PaddlePaddle / PaddleOCR

Awesome multilingual OCR toolkits based on PaddlePaddle (practical ultra lightweight OCR system, support 80+ languages recognition, provide data annotation and synthesis tools, support training and deployment among server, mobile, embedded and IoT devices)
https://paddlepaddle.github.io/PaddleOCR/
Apache License 2.0
44.71k stars 7.86k forks source link

Cyrillic text recognition #13468

Closed KaraElan closed 1 week ago

KaraElan commented 4 months ago

As far as I understand, currently it is a bug of Cyrillic-based languages recognition.

Discussed in https://github.com/PaddlePaddle/PaddleOCR/discussions/13309

Originally posted by **KaraElan** July 8, 2024 Hello I am trying to recognize text written with Cyrillic alphabet (Russian, to be exact).

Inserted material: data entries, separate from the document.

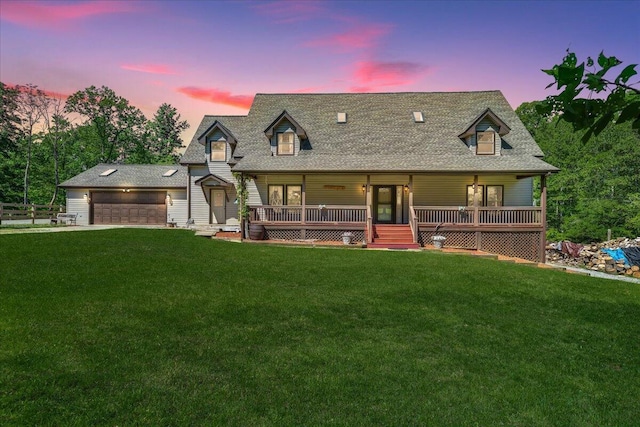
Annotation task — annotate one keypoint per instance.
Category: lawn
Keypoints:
(158, 327)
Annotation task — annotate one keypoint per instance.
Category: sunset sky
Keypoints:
(211, 57)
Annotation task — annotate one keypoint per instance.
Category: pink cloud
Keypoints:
(49, 93)
(217, 96)
(360, 37)
(375, 74)
(148, 68)
(287, 11)
(40, 14)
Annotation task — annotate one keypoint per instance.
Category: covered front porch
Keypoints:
(391, 200)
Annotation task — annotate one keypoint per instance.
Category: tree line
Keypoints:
(45, 139)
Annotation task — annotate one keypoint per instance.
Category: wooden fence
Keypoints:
(30, 212)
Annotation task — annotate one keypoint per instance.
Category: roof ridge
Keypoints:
(376, 93)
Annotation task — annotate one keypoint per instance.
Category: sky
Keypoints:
(212, 57)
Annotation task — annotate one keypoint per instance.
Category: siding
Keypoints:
(199, 204)
(177, 209)
(76, 203)
(451, 190)
(352, 194)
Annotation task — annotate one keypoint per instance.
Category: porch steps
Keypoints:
(393, 236)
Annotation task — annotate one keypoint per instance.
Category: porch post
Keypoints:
(543, 217)
(476, 217)
(304, 199)
(410, 191)
(367, 197)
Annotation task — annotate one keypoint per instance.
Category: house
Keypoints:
(391, 169)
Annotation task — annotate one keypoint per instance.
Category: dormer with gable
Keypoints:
(484, 135)
(285, 135)
(219, 144)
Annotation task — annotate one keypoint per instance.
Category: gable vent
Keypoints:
(108, 172)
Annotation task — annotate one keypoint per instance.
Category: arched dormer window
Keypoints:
(219, 150)
(285, 143)
(282, 133)
(216, 138)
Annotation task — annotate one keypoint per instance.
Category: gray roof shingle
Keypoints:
(380, 134)
(134, 176)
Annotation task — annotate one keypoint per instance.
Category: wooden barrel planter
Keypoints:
(256, 231)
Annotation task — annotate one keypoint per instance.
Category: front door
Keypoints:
(384, 204)
(218, 206)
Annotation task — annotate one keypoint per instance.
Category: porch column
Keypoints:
(304, 199)
(367, 198)
(476, 217)
(410, 191)
(543, 217)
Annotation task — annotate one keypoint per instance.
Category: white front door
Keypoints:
(218, 206)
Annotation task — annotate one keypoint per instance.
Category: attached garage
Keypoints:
(133, 207)
(129, 195)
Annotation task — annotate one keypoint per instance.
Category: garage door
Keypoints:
(135, 207)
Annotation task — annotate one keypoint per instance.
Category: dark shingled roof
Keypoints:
(125, 176)
(380, 134)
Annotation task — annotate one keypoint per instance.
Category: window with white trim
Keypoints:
(486, 142)
(285, 143)
(218, 151)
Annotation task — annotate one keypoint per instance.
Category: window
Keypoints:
(276, 195)
(479, 195)
(494, 195)
(294, 195)
(285, 144)
(486, 142)
(218, 151)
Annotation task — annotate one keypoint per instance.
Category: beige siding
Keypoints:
(177, 208)
(450, 190)
(199, 203)
(262, 186)
(76, 203)
(328, 189)
(389, 179)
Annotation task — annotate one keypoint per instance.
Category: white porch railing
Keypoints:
(503, 215)
(309, 215)
(423, 215)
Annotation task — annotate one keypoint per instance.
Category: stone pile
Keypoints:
(592, 257)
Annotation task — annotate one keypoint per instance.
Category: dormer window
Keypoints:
(219, 150)
(285, 143)
(486, 142)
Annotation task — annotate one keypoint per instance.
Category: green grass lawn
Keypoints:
(158, 327)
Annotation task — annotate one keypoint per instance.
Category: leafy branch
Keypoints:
(622, 104)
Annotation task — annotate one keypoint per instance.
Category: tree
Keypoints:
(164, 132)
(9, 136)
(598, 186)
(117, 123)
(32, 102)
(593, 114)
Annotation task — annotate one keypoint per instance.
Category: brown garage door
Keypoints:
(135, 207)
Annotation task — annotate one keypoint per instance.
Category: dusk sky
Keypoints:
(211, 57)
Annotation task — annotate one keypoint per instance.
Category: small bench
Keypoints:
(65, 218)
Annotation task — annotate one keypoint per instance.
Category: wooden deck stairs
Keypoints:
(393, 236)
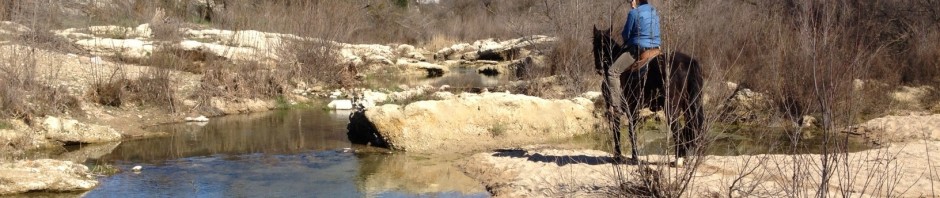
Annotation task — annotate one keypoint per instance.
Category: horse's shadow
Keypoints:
(568, 159)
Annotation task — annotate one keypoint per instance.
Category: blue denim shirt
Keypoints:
(642, 28)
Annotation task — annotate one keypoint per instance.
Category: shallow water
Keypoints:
(459, 78)
(290, 153)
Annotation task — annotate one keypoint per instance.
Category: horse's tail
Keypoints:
(695, 122)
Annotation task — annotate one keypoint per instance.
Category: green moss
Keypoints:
(104, 169)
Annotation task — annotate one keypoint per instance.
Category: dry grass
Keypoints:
(22, 96)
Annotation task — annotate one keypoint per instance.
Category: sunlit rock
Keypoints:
(44, 175)
(472, 121)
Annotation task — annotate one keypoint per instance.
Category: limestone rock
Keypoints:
(901, 128)
(340, 104)
(197, 119)
(68, 130)
(485, 121)
(44, 175)
(910, 97)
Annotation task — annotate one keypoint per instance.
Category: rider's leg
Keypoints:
(613, 77)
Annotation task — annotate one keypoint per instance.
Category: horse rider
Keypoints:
(641, 40)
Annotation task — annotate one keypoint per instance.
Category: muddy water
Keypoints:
(291, 153)
(458, 78)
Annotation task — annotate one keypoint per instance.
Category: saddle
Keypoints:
(644, 59)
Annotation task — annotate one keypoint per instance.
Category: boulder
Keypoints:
(909, 98)
(900, 128)
(340, 104)
(197, 119)
(472, 122)
(44, 175)
(71, 131)
(424, 68)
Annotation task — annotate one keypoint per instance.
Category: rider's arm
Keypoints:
(628, 27)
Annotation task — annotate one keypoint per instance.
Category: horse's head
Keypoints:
(606, 50)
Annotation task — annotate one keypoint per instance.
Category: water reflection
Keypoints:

Yet when I enable "rec""cyrillic" I still get Latin characters in the answer and, as far as I see, "dict_path": "./ppocr/utils/dict/cyrillic_dict.txt" includes Latin. It drastically decreases the recognition accuracy as Latin and Cyrillic alphabets contain many similarly looking characters. Is it possible to get an answer containing only Cyrillic characters automatically without retraining the model or doing some custom postprocessing?
UserWangZz commented 4 months ago

Latin letters are included because they still appear in some scenes. Regarding the problem you mentioned, maybe you need to regenerate a dictionary containing only cyrillic characters to retrain the model. Or delete the Latin letters in the recognition results (but this is not an effective method, I think)

github-actions[bot] commented 3 weeks ago

This issue is stale because it has been open for 90 days with no activity.

github-actions[bot] commented 1 week ago

This issue was closed because it has been inactive for 14 days since being marked as stale.